Alors qu’est affirmée la nécessité d’apprendre l’école pour apprendre à l’école afin de réduire les écarts entre enfants au regard de leur origine socioculturelle,
Alors que la mission assignée à l’école maternelle est de familiariser les enfants avec la spécificité des apprentissages pour qu’ils construisent une posture d’élève,
Alors que les programmes précisent que les activités cognitives de haut niveau sont fondamentales pour donner aux enfants l’envie d’apprendre et les rendre autonomes intellectuellement,
Alors que le rôle du groupe est souligné, qui rend possibles les cheminements individuels…
… des scientifiques, des pédiatres, des think tanks, des médias, des associations se relaient pour promouvoir une autre conception de l’école maternelle et annoncer la bonne nouvelle : la solution est enfin trouvée pour faire réussir les enfants ! Derrière les dispositifs proposés, les expériences relatées, la science convoquée, quelles sont les conceptions du développement de l’enfant, de l’apprentissage de l’élève, du rôle de l’enseignant, des savoirs et de la culture, de la fonction de l’école ?
Christine Passerieux, formatrice d’enseignants, GFEN Paris

Pour aller plus loin, voir la présentation des intervenantes et de leurs travaux.
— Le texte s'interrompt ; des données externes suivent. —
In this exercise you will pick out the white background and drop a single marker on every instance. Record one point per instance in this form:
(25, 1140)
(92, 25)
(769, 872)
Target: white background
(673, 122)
Ateliers de démarches et témoignages en maternelle autour de situations d’apprentissage

6.  Observer, manipuler des objets pour explorer et « parler » le monde
Les  objets  témoignent  d’une  culture  (conception  et usages).  Par  une  approche  anthropologique d’objets « inconnus », la situation à vivre vise l’analyse de l’articulation entre le geste et la mobilisation d’un langage adapté à l’exploration de cet univers complexe.
Jacqueline Bonnard, GFEN 37 & Damien Sage, GFEN 75

7.  Comprendre la complexité du monde sonore
La  représentation  de  textes  pour  produire  un  spectacle  sonore a  fait  l’objet  d’un  projet  de  classe conséquent,  alliant  un  travail  à  la  fois  sur  la  physique  des  sons,  leur  dimension  musicale,  des pratiques langagières et culturelles.
Sophie Reboul, GFEN 25

8.  Catégoriser pour appréhender la complexité du réel
La  catégorisation  –  et  sa  représentation  –  sont  des  processus  d’abstraction  qui  se  doivent  d’être travaillés dès l’école maternelle comme outil fondamental pour se saisir de la complexité du réel. La catégorisation en classe a porté sur la matière, ses propriétés, ses états.
Catherine Ledrapier & Khoulfia Leonard, GFEN 25

9.  Mobiliser le langage pour réussir des activités physiques
« Faire des exploits avec un ballon », le faire rouler, rebondir, le lancer haut, etc… les élèves agissent d’abord.  Puis,  lors  des  retours  réflexifs,  ils  apprennent  à  verbaliser  et  formaliser  leurs  actions motrices pour mieux les réussir. Le processus « faire, dire, penser » sera analysé dans l’atelier.
Pascale Boyer, GFEN 75

10.  Recréer un texte et entrer dans la compréhension du sens
Faisons le pari que des élèves, même jeunes, peuvent réussir à recréer une poésie ou une comptine, à  l’oral  et  en  collectif.  C’est  le  sens  des  mots  qui  fait  le  lien  et  permet  de  comprendre  la  trame  du texte et non la mémoire d’un mot à mot.
Caroline Pecqueur, GFEN 75

Pour aller plus loin, voir la présentation des groupes qui animent les ateliers

Intervention de clôture
Le grand témoin

Anne Clerc-Georgy s’attachera à tisser des liens entre les différents temps de la journée et à ouvrir des perspectives sur la focale « Apprendre et réussir pour comprendre ».